Performant Python

SciPy

Authors: Neelofer Bangawala, Arno Proeme, Kevin Stratford, Andy Turner, EPCC, University of Edinburgh

Overview:

  • NumPy provides arrays and limited additional functionality
  • SciPy builds on NumPy and provides additional modules:
    • Linear Algebra and wrappers to LAPACK & BLAS scipy.linalg
    • Numerical Integration scipy.integrate
    • Interpolation scipy.interpolate
    • Optimisation scipy.optimize
    • Special functions scipy.special
    • Signal processing scipy.signal
    • Image Processing scipy.ndimage
    • Fourier transforms scipy.fftpack
    • Statistical functions stats
    • Spatial data structures and algorithms scipy.spatial
    • File I/O e.g. to read MATLAB files scipy.io

Linear algebra

  • Wider set of linear algebra operations than in Numpy

    • various decompositions (eigen, singular value)

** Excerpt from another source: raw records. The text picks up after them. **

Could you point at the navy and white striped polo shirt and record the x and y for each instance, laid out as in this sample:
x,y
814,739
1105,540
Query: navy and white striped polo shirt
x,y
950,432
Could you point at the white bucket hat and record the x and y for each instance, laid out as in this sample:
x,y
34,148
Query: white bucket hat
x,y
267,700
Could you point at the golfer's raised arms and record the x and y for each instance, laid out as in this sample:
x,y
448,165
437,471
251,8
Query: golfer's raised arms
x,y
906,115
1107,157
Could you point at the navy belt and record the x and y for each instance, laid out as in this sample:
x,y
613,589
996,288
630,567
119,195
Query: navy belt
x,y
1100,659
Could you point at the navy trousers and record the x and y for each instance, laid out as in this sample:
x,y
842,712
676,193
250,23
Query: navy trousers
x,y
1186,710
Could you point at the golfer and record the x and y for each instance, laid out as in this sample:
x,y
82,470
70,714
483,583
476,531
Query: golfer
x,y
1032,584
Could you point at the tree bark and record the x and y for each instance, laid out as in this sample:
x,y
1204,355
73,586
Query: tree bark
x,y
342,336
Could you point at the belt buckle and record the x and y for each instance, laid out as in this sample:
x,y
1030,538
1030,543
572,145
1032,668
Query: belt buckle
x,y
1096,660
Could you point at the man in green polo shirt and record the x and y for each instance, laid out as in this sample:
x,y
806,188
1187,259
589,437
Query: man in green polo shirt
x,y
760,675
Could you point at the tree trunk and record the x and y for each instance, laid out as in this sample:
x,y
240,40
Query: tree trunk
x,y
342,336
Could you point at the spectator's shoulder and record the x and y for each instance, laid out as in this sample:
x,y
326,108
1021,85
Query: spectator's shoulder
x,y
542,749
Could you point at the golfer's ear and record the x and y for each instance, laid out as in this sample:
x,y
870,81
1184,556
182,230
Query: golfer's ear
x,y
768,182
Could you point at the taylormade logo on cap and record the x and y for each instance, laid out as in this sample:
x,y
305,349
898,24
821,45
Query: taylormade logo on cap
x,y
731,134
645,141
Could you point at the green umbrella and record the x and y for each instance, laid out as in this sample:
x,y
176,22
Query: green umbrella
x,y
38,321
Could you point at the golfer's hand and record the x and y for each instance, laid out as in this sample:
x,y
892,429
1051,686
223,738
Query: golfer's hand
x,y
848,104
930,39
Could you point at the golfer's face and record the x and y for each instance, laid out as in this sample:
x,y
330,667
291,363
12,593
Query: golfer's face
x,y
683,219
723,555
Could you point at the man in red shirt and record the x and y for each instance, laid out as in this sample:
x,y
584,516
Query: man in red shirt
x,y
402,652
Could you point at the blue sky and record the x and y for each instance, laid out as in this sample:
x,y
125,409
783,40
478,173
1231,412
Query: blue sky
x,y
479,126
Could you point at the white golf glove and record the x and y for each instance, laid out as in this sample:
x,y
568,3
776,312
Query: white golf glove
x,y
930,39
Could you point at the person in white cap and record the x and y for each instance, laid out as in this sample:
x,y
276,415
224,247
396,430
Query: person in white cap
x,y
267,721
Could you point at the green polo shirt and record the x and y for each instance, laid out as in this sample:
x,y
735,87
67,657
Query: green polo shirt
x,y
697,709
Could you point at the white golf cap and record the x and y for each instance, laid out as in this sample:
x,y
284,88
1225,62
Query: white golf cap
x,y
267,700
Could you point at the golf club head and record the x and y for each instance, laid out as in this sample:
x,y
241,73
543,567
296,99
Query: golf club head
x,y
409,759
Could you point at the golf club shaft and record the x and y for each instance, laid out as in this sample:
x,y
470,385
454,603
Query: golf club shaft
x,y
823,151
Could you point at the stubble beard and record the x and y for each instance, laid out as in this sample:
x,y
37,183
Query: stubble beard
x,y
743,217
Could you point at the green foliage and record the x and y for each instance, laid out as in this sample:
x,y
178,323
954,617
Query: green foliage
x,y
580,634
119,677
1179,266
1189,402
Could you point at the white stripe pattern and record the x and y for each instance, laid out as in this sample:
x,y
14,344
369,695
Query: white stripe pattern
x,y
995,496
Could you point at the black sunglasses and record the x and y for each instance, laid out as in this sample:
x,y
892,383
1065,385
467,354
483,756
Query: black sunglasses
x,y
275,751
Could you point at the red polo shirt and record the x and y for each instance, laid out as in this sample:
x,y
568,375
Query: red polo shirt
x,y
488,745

    • matrix exponentials, trigonometric functions

    • particular matrix equations and special matrices

    • low-level LAPACK and BLAS routines

  • Routines also for sparse matrices
    • storage formats

    • iterative algorithms

Example: Matrix inverse

Consider:

$$ A = \left[ \begin{array} {rrr} 1 & 3 & 5 \\ 2 & 5 & 1 \\ 2 & 3 & 8 \\ \end{array} \right] $$

The inverse of $A$ is

$$ A^{-1} = \frac{1}{25} \left[ \begin{array} {rrr} -37 & 9 & 22\\ 14 & 2 & -9 \\ 4 & -3 & 1\\ \end{array} \right] \approx \left[ \begin{array} {rrr} -1.48 & 0.36 & 0.88\\ -0.56 & 0.08 & -0.36 \\ 0.16 & -0.12 & 0.04\\ \end{array} \right] $$

which may be confirmed by checking $A A^{-1} = I$ where $I$ is the identity.

Exercise Matrix inverse

Find inverse of matrix A (as defined above). Check the result by multiplying out $A A^{-1}$ , which should give identity matrix $I$

In [ ]:
# numpy has a function to produce the 2D identity matrix I
# query: ?np.eye

from scipy import linalg
A = ...

Solution Matrix inverse

In [ ]:
# Execute this cell to see a solution 
%load ./code/inverse.py

Integration scipy.integrate

  • Routines for numerical integration – single, double and triple integrals
  • Can solve Ordinary Differential Equations (ODEs) with initial conditions

Example : Double integral

Calculate $\pi$ using the double integral for the area of a circle with radius $r$:

$$ \int _{x_{min}} ^{x_{max}}\, dx \int _{g(x)} ^{h(x)} f(x,y) \, dy = \int _{-r} ^{r} \int _{-\sqrt(r^2-x^2)} ^{\sqrt(r^2-x^2)} 1 \, dx\, dy = \pi r^2 $$

We will solve this with scipy.integrate.dblquad()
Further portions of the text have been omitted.